The next time he comes I ask if we can do it in all the different rooms. I don’t say it means goodbye for now.
—Certainly we can do it in all the different rooms, aren’t you a naughty girl, you probably want to do it with the windows open too don’t you,
he says. He takes me into the kitchen and pulls open the window curtains. He pushes his todger through the curtains of my fanny so I am pinned against the window, my blue dress with the embroidered blue buds bunched over my bottom.
As my bottom goes up and down against the glass it opens to what’s left of the spring. The buds outside stretch toward the window. They pull their branches and stalks of grass so everything bends toward my house.
I tell him so he will move back and I can open the window. His idea was good. Now both the kitchen and my bottom are open for the spring to visit. Later when I clean myself the cloth will stain yellow with spring powders. I will not clean the powders off my table and floors.
Before the date I have arranged with the old lady I am careful and loving to my house. I am sure to wear all of the dresses outdoors. I keep all the windows open. One spiky green vine with spindly flowers grows into my bedroom window and begins to grow leaves and I pluck them off.

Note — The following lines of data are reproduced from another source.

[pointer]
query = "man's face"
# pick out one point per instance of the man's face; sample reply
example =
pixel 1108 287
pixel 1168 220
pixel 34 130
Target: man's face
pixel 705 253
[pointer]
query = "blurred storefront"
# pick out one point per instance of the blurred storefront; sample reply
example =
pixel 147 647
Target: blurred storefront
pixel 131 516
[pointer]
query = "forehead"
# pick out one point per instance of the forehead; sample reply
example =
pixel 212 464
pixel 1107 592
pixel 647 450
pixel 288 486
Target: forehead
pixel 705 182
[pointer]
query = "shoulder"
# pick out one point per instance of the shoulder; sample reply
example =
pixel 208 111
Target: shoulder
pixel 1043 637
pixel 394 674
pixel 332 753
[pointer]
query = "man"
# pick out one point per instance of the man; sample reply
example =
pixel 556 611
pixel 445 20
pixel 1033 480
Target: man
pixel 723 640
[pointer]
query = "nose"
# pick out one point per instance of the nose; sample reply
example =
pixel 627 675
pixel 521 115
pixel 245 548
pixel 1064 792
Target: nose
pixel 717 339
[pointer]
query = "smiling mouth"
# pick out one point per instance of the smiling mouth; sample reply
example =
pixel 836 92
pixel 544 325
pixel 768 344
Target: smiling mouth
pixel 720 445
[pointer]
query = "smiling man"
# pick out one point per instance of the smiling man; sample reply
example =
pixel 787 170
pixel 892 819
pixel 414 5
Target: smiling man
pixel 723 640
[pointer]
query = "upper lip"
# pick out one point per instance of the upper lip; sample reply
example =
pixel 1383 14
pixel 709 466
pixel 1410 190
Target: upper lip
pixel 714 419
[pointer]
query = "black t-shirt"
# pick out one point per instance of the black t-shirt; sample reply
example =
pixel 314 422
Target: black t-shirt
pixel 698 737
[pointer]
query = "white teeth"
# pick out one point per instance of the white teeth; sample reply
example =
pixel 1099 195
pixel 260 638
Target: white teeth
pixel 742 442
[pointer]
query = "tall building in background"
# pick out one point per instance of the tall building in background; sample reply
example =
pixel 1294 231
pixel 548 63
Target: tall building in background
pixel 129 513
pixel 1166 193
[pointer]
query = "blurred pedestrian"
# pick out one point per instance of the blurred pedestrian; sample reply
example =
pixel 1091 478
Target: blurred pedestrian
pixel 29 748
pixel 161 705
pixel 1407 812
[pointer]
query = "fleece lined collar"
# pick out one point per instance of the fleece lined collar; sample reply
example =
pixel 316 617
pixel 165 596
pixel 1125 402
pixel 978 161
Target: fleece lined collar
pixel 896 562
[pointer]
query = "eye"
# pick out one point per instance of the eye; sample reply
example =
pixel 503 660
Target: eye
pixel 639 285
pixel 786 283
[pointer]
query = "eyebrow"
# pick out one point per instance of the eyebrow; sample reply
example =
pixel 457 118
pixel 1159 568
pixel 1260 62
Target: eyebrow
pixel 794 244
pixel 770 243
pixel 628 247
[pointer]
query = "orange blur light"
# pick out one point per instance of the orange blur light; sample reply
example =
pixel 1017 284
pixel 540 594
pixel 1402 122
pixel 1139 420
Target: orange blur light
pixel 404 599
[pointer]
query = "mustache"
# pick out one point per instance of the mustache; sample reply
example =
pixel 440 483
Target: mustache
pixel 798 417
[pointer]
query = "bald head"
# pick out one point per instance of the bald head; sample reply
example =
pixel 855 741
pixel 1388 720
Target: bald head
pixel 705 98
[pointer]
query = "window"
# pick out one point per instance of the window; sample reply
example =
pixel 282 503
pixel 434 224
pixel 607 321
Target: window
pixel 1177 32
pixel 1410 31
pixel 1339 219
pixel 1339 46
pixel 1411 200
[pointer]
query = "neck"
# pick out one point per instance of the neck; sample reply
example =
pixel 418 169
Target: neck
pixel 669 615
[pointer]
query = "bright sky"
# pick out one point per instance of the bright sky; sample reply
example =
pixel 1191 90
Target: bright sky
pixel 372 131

I take walks up and down the road to collect branches of unopened buds for my vase and all of my cups. I place a few in every room. I let the buds open but replace them before they wilt.
When he comes we enter each other in every room and make entering marks in the layers of yellow powders on all of the surfaces. I clean nothing. I will be cleaning soon enough. My house’s only mess-maker is spring and it needs no scrubbing or dusting.
On the date I have arranged I take off the orange puff dress and fold it up in my bedroom drawer. I put on my working dress and working shoes and feel like another woman.
The ducks come up from the carpet and go onto the kitchen windowsill with the card. With a pencil from the kitchen drawer I cross out Amelia and write Elsie.
—I hope this finds you well,
I say to prepare for the young woman who will live in my house for the parts of the year that aren’t spring. I pat handprints into my door when I leave.
She is sitting at the old lady’s kitchen table when I arrive. She has yellow hair and a dress the color of drying grass. Her skin is burned. She looks like summer. When I give her the key to my house she closes her hand around it and doesn’t put it down.
She drinks two full cups of the old lady’s tea. It has grown hot outside and I can barely drink one even though it will be almost a year before I have this much cream again.
—Be good, young ladies. Remember to save up your money,
the old lady says to us both as we leave.
The other young lady says,
and I copy her because the name seems right. Aunty, who is a housed lady. I am a housed lady with a housed lady aunt and I will come back.
I walk toward the town and when I pass my house I keep my eyes on the road. I won’t see it so far out of spring. My body aches slightly. My feet in my working shoes ache. I walk straight into town.
I will return to my house when the buds start to lift from the branches in the yards of the houses I don’t own but clean. The young lady who meets me at the door may be entirely new to me, black hair and white skin. A red dress with white lace. A winter lady with nothing in the window box. She will relinquish the key and wish me welcome because we both understand the ways of houses like ours.
I will open all the windows when she leaves. She will clutch the money she has saved. I will clutch the key to my spring house in the happy room of my fist.